Kisah Alif, Alumni ITB yang Berjuang Sejak Kuliah, Kini Bisa Umrohkan dan Belikan Rumah Ibu

Kisah Alif, Alumni ITB yang Berjuang Sejak Kuliah, Kini Bisa Umrohkan dan Belikan Rumah Ibu

Kisah Inspiratif Alif Hijriah: Perjuangan dan Kesuksesan di Tengah Keterbatasan

Kisah hidup Alif Hijriah, seorang alumni Institut Teknologi Bandung (ITB), menjadi contoh nyata betapa perjuangan bisa mengubah nasib seseorang. Meskipun menghadapi berbagai tantangan, ia tak pernah menyerah dan terus berusaha untuk meraih kesuksesan.

Alif lahir dari keluarga biasa yang tidak memiliki kekayaan materi yang besar. Ayahnya bekerja sebagai kuli bangunan, sedangkan ibunya menjalani pekerjaan rumah tangga. Pada 2014, saat baru saja memasuki semester pertama jurusan Matematika di ITB, Alif harus menerima kenyataan pahit. Ayahnya meninggal dunia setelah mengalami serangan jantung saat sedang mencari nafkah. Kepergian ayahnya itu meninggalkan duka mendalam bagi Alif, ibu, dan dua adiknya.

Dengan kehilangan sosok kepala keluarga, Alif sadar bahwa tanggung jawab keluarga kini ada di pundaknya. Ia merasa cemas dengan masa depan keluarganya, termasuk biaya hidup dan kebutuhan sehari-hari. Namun, ia tidak ingin terjebak dalam kesedihan. Baginya, pendidikan adalah satu-satunya jalan untuk mengubah hidupnya.

Ia berkomitmen untuk kuliah dengan sungguh-sungguh. Selain fokus pada studi, Alif juga aktif mencari peluang penghasilan tambahan. Ia menjadi asisten dosen, asisten laboratorium, dan bahkan mengajar part time. Dari pekerjaan tersebut, ia mampu membantu biaya hidup keluarganya. "Semenjak itu saya jadi tulang punggung keluarga," ujarnya.

Selain itu, Alif juga mendapatkan bantuan dari program beasiswa seperti Bidikmisi dan Beasiswa Salman ITB. Setiap bulan, ia menerima sekitar Rp 3 juta. Namun, ia sangat hemat dalam penggunaannya. Misalnya, ia hanya mengambil Rp 11 ribu per hari, Rp 10 ribu untuk bensin perjalanan antara Baleendah dan ITB yang berjarak sekitar 16 KM, serta Rp 1 ribu untuk parkir di Masjid Salman.

Alif juga jarang menghabiskan uang untuk jajan atau mengikuti acara kampus yang membutuhkan biaya. Ia lebih memilih membawa bekal sendiri setiap hari. Meski begitu, ia tetap bersemangat dan percaya bahwa semua perjuangan akan terbayar.

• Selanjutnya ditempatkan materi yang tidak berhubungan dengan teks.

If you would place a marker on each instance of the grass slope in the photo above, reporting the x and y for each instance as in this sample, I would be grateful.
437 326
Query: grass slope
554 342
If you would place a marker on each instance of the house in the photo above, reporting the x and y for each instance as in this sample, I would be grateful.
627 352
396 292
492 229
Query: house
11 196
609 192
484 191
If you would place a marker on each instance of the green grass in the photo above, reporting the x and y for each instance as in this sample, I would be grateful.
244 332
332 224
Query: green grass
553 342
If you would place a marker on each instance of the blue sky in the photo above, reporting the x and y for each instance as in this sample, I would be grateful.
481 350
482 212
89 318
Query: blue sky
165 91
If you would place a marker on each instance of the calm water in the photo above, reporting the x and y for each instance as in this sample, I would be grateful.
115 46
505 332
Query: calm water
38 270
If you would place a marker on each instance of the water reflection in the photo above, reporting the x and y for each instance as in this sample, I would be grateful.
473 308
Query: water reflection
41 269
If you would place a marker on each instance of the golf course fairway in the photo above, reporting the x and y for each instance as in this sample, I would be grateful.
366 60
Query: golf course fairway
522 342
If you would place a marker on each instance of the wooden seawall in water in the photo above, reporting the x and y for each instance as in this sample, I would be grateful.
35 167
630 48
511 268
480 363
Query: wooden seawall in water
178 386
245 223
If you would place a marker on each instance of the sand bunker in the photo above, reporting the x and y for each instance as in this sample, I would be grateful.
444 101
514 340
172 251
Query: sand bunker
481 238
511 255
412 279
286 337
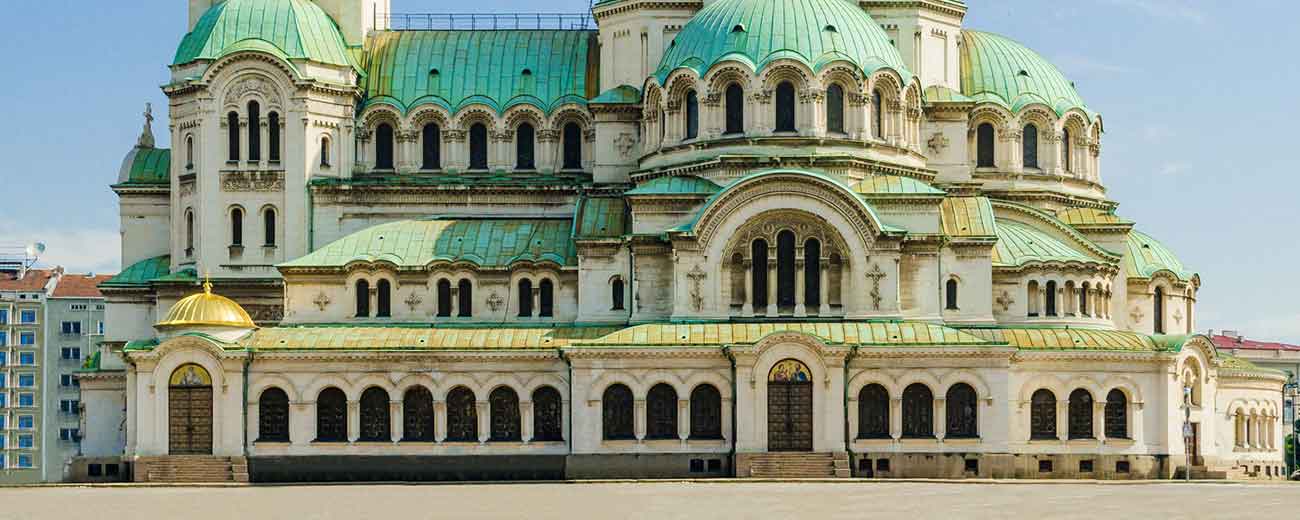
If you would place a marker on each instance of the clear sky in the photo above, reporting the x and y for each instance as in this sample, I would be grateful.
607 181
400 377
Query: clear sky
1199 144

Di semester 8, Alif mulai merasakan perubahan positif dalam hidupnya. Ia bertemu dengan sahabatnya, Adit, yang kemudian membantu membangun bimbingan belajar bernama Cerebrum. Setelah lulus S1, Alif langsung melanjutkan pendidikan S2 melalui program fast track.

Setelah sukses dalam usaha bimbelnya, Alif tidak lupa pada orang tua. Ia membelikan rumah untuk ibunya yang selama 40 tahun hidup mengontrak. Ia juga mengumrahkan ibunya dan menikah, kini memiliki dua anak, tempat tinggal yang layak, serta kendaraan yang memadai.

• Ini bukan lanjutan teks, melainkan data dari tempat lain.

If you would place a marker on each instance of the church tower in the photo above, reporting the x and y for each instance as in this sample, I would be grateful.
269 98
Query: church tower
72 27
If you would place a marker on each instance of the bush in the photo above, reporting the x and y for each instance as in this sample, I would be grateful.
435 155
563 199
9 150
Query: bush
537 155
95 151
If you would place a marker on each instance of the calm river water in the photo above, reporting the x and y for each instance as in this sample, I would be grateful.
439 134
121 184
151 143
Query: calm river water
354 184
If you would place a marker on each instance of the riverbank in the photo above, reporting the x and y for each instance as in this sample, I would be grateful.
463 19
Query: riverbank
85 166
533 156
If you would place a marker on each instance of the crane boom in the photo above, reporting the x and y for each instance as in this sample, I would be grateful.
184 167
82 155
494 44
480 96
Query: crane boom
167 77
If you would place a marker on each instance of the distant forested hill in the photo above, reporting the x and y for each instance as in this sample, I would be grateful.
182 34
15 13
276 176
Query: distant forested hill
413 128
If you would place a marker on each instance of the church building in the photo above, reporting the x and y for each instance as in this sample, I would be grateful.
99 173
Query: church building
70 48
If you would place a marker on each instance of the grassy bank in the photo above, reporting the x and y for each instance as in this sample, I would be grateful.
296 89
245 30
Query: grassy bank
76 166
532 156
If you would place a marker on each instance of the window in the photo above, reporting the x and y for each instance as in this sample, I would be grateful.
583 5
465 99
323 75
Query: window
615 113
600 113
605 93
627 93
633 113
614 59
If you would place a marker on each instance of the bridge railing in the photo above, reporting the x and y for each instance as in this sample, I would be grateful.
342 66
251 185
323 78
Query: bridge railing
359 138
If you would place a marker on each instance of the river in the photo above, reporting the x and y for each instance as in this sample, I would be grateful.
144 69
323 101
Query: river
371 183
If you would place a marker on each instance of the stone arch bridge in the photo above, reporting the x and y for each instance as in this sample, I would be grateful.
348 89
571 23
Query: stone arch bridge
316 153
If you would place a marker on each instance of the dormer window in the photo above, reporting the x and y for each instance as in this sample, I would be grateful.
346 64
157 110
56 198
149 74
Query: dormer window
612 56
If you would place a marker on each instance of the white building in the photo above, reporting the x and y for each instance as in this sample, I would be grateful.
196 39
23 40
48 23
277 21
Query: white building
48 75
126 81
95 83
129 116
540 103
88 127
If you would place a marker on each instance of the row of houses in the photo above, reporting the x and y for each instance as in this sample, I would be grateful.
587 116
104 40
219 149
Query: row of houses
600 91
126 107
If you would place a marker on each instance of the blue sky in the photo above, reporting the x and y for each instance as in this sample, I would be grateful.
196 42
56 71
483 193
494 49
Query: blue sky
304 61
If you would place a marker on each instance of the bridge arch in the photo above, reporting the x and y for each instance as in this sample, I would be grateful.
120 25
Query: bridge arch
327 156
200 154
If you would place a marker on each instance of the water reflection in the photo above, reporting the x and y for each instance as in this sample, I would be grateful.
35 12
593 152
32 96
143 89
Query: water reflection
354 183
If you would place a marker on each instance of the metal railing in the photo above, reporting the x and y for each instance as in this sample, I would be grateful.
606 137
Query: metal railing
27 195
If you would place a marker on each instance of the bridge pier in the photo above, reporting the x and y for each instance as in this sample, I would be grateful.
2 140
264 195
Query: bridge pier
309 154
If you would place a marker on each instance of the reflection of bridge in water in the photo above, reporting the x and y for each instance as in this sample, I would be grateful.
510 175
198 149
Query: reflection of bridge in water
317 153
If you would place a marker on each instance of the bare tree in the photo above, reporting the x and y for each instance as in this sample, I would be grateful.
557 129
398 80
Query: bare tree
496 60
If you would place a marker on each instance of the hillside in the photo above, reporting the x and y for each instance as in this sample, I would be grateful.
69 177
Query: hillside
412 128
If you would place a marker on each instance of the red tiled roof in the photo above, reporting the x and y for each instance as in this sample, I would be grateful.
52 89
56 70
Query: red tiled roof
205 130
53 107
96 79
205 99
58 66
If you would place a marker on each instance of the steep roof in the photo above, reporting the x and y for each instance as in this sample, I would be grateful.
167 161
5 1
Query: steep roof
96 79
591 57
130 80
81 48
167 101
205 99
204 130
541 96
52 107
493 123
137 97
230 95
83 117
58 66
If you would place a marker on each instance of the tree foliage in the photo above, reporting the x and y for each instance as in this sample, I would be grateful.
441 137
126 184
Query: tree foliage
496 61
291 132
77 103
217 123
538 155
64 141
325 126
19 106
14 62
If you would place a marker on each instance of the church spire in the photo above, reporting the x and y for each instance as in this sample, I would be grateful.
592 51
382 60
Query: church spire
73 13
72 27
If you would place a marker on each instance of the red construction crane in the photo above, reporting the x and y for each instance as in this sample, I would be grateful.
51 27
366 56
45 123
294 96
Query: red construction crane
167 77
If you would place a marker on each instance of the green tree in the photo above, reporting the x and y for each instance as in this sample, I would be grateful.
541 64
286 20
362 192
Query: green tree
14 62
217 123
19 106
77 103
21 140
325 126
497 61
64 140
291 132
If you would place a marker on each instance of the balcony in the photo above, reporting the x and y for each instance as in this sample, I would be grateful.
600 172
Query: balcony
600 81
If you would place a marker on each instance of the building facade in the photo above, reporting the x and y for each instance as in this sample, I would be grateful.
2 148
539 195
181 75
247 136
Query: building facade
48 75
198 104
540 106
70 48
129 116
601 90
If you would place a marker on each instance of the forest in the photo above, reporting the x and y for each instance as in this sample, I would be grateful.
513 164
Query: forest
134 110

Alif sering menyampaikan rasa syukur kepada Tuhan atas segala karunia yang diberikan. Ia juga berpesan kepada teman-temannya untuk tidak mudah menyerah. "Semangat dan nikmati perjuangannya. Konsisten dan menjadi terbaik di bidang masing-masing," katanya.

Kisah Alif Hijriah mengajarkan kita bahwa dengan tekad, kerja keras, dan ketekunan, segala tantangan bisa diatasi. Semoga kisah ini menjadi inspirasi bagi banyak orang untuk terus berjuang dan meraih impian.